The idea of losing your home or business can be terrifying, especially if you are going through a tough time. And in Florida State, you only have twenty days to respond to a foreclosure, failure to which the bank might start taking action. So, how can you prevent a foreclosure after the forbearance period is over?
How a mortgage works in Florida
If you want to buy real estate, either for business or residential, normally, you would request the bank to give you the loan. When this happens, the bank would ask you to sign two documents, i.e., the promissory note and mortgage.
The promissory note is a declaration or a promise that you will pay all your loans under the conditions set by the bank. The mortgage, on the other hand, is the security the bank has on your property. In other words, it gives the bank to sell your property at a foreclosure when you fail to make payments.
When does a foreclosure start?
When you are 120 days behind on your mortgage payments, foreclosure could start. However, in other circumstances, such as when you violate the due on sale clause, the bank may start the foreclosure much sooner.
Defenses to foreclosure
Foreclosure defense can happen in the following ways:
- Fighting the lawsuit aggressively to prevent seizure.
- You could reinstate the loan by bringing the delinquent loan, including all the overdue fees, in one lump sum.

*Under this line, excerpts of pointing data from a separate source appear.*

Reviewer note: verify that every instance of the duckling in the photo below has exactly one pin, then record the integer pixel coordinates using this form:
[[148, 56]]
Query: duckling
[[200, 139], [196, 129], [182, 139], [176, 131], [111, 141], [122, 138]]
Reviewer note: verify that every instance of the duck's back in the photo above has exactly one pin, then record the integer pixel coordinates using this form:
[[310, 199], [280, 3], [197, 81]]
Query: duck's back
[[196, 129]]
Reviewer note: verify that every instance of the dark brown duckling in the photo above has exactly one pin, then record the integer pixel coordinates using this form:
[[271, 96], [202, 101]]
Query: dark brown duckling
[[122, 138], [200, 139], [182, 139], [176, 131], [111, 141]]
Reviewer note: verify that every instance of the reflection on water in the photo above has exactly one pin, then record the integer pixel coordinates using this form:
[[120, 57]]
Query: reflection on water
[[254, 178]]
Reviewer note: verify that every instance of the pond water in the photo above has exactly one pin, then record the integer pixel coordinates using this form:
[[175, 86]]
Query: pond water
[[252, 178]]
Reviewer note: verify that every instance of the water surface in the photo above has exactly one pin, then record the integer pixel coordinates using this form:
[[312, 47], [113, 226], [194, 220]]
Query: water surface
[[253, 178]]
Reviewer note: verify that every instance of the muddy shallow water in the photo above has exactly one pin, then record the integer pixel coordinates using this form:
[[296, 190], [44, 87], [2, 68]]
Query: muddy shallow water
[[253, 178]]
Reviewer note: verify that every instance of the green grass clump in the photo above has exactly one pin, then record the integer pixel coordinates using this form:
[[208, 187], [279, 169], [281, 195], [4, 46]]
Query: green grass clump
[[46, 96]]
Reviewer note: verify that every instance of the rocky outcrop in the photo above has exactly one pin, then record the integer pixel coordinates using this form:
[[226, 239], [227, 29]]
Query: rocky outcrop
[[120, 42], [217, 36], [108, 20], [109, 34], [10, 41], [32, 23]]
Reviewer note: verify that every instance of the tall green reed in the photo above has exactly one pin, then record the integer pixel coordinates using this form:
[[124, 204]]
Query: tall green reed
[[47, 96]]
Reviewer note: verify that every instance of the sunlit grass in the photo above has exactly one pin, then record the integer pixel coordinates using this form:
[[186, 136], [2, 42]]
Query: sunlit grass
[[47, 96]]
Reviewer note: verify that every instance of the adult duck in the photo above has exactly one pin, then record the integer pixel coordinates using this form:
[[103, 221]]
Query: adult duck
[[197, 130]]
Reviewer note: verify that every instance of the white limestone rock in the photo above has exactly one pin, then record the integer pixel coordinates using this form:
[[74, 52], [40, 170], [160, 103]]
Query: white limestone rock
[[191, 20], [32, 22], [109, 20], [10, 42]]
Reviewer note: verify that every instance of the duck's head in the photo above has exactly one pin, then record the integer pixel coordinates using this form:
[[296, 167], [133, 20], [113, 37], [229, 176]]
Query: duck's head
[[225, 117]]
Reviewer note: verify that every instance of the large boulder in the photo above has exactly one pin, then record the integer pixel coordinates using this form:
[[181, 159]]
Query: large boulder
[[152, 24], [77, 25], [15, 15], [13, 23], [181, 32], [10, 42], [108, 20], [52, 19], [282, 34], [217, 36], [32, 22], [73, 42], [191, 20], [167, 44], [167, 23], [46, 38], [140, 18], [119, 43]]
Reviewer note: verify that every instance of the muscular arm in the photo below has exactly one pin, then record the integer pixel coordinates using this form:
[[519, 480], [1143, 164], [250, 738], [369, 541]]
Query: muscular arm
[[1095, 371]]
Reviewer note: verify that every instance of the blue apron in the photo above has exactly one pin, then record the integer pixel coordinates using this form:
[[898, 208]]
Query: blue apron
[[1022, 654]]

- You can negotiate with the bank to change or reduce the amount payable to an amount you can afford based on your current conditions.
- You can also negotiate with the bank to extend the time you need to pay the loan.
- Also, to avoid foreclosure altogether, you can negotiate with the bank to sell the property for an amount lesser than the outstanding debt, which it will accept and stop foreclosure.
Being faced with a foreclosure is tough. You risk losing your family home or your business building. A good foreclosure defense attorney could help you prevent foreclosure or counsel you on what to do to survive.